With great enthusiasm and unprecedented numbers India elected BJP (nay, Narendra Modi) to form a new government on May 16th, 2014. Modi promised change, progress and development. The dearest hope of a totally beaten nation was an end to corruption and inflation. But has anything really changed? Let's take a look:

  1. Criminals in power

National Election Watch (NEW) and Association for Democratic Reforms (ADR) are NGOs that keep tabs on elections and politicians. They make the effort to actually go through candidate affidavits, analyse them and give valuable information about those who have been invested with the duty of governing the country. As per a report by these agencies, 186 of the elected candidates have disclosed criminal charges against them in their affidavits. The charges include murder and attempt to murder, crimes against women, kidnapping and abduction etc.

Of 281 winners from BJP 98 have criminal charges against them. This makes it about 35%. BJP ally Shiv Sena has got 18 seats. Of 18 elected members, 15 have criminal charges against them. This is about 83%. While Modi himself is free from the blemish of corruption he is surrounded by less-than-desirable people. (For the record, Modi was accused of conducting a pogrom in 2002 during the Gujarat riots but multiple government investigations conducted by different teams have found him not guilty.)

  1. Violence against Women

Since December 2012 when the gruesome ordeal of Jyoti (dubbed Nirbhaya) was reported in the media, the country went up in a high octane demand for safety of women. Since then, reports of rapes and other violent crimes against women have increased - the kangaroo court dictated gang rape in West Bengal and the dual gang rape and hanging in UP are some of the more violent cases. There is no news forthcoming on the arrests and punishment of the rapists even while reports of rapes, each more horrifying than the other are reported almost every day.

In addition there have been two anti-women ruling in the courts in the past couple of weeks. The first was a Delhi Court ruling in May (shortly before the election results were announced) that intercourse between a married couple even if forcible is not rape. This is shocking and a serious blow against women. This is a ruling in the High Court of one city - but in law each ruling becomes a precedent and this is the precedent that others will follow. Violence against women has got a huge fillip by this ruling.

Also in May and also in a Delhi Court, Justice Kailash Gambhir adjudged that the rape law was often misused by women who first had consensual sex and then filed rape cases out of "vengeance and vendetta" to blackmail the men or force the men to marry them. This is another serious allegation casting aspersions on the victim and protecting the criminal. There may be some cases - let us assume even a very high 20% cases where there may be blackmail; but for 20% this judge has weakened the security provided to 80% of the victims. Also if a man lures a woman into his bed by promising marriage and then reneges, isn't that a crime?

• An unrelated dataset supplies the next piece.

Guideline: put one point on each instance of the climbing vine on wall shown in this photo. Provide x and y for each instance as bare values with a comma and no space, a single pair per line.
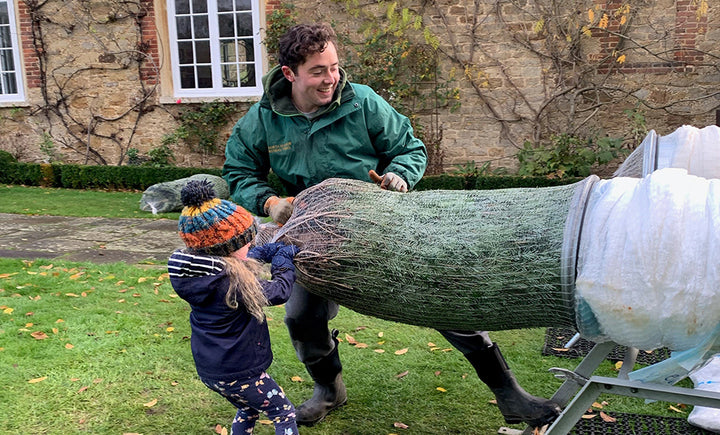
78,114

Accepted that these judgements came either a little before or soon after the new government took charge, but since seating themselves in the drivers' seats, no one from Modi Sarkar is addressing this acute and ballooning issue of violence against woman. Can the Minister for Women and Child Development, Maneka Gandhi please get as proactive in this role as she was when she was the Minister for Environment?

  1. Prices

Far from inflation being curbed or prices being contained, the first month of the Modi government has brought an increase in prices.

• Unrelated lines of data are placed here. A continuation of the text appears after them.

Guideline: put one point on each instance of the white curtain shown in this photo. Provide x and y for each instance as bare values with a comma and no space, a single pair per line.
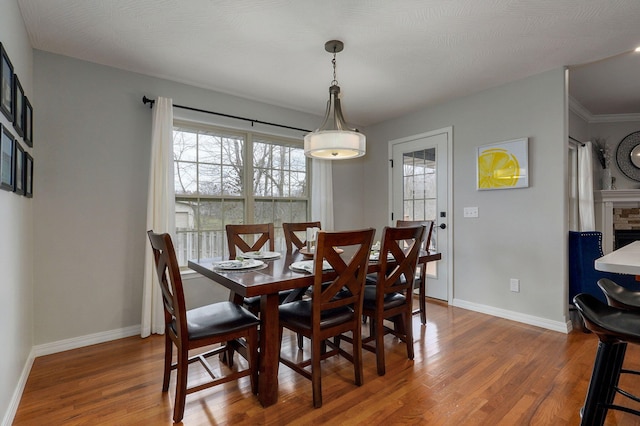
322,193
585,188
160,210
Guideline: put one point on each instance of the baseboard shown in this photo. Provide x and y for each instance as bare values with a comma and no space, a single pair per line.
17,393
90,339
563,327
60,346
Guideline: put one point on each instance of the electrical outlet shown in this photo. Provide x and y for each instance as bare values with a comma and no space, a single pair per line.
470,212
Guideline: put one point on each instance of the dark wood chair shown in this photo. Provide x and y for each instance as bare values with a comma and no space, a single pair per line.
197,328
615,328
246,238
422,284
392,296
239,237
294,242
334,308
291,238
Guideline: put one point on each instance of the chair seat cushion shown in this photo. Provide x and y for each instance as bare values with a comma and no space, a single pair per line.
218,318
391,300
607,321
299,314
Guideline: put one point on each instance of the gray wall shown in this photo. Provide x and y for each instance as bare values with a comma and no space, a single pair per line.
16,231
84,255
92,183
521,233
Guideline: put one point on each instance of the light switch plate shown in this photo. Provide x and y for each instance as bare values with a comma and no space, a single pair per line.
470,212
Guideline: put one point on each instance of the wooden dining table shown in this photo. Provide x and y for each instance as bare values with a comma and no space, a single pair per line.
267,281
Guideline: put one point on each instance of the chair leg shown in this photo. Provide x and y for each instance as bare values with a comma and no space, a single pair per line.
253,358
605,372
168,355
300,341
316,377
408,331
181,384
357,357
379,330
422,295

Much reported and debated was the huge hike in railway fares. Even as rationalists and intellectuals agreed that the price hike was valid and even necessary for Indian Railways to stop being a loss-making drain on the country's coffers, the government rolled back almost 70% of the declared hike for Mumbai locals and also rationalised the hike on other outstation lines. The quick rollback is what makes the declared hike suspect. It has always been the case - first a hike is announced, the people protest and then the hike is rolled back to become what the government wanted in the first place. So the government gets what they wanted and people are relieved that the upward revision is not as high and maybe even think that the government listens to them. So what has really changed in this tactic?

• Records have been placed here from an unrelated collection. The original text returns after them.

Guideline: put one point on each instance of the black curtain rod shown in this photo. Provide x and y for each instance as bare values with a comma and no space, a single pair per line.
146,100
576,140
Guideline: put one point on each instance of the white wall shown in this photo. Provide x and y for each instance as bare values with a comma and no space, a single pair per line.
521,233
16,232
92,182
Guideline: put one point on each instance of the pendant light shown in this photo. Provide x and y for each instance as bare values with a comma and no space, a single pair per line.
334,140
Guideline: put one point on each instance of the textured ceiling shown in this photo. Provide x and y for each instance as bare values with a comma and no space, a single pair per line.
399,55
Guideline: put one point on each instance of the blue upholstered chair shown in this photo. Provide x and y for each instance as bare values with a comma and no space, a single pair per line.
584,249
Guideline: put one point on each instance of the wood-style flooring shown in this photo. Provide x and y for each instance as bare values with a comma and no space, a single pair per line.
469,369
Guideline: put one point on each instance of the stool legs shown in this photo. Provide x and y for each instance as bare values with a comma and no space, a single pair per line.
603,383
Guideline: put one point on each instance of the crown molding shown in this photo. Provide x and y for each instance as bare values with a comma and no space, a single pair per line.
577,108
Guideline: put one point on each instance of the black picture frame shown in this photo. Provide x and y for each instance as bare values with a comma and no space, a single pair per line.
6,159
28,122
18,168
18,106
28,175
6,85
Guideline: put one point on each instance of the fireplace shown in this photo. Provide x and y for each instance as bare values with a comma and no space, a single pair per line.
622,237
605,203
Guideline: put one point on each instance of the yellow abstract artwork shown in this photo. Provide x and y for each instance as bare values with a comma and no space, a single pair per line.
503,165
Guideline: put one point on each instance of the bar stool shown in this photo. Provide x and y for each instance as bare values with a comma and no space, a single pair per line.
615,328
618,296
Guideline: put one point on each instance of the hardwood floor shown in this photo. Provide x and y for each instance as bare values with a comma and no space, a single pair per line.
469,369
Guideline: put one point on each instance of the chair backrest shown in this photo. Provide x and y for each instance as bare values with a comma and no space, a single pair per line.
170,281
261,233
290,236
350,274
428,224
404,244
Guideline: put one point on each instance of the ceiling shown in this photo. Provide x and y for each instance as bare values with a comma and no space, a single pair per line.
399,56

Plus Modi Sarkar didn't wait for the Railway Budget to announce the hike. This could well mean that the Railway Budget may have an additional upward revision neatly written into it - which will still not be as high as the outrageous hike previously announced.

Besides the railway hike is another price rise that has insidiously crept into the market in Maharashtra. While a debate about replacing Local Body Tax (LBT) with a surcharge on Value Added Tax (VAT) is still underway prices of many commodities have already increased - one case to the point: supari (raw betel nut) costs Rs. 140/- more per kilo. (Maharashtra is still Congress ruled, but direction from the Centre or common laws can surely help here.)

  1. Reduced Interest Rates

This is yet to be confirmed, but this month senior citizens who have invested in the Post Office Senior Citizen Savings Scheme (SCSS) have received less interest than the previous months. The very name of the scheme proclaims it is for Senior Citizens, i.e. retired people who h are probably living on the interest that they are earning. If indeed the interest rate for this scheme has been revised downward, it is a very, very poor commentary on the government's commitment to look after all people in the country (A report published by Central Statistics Office Ministry of Statistics & Programme Implementation, Government of India in 2011 stated that the population of elderly in India was 7.4% in 2001. If the percentage is converted to numbers it is a staggering number of people.).

While citizens are already impacted and affected by these facts, the promised achche din do not seem to be dawning in a hurry. What lies in store for the country in the coming five years from a government that they had euphorically voted into power giving it a clear majority (a first in three decades)?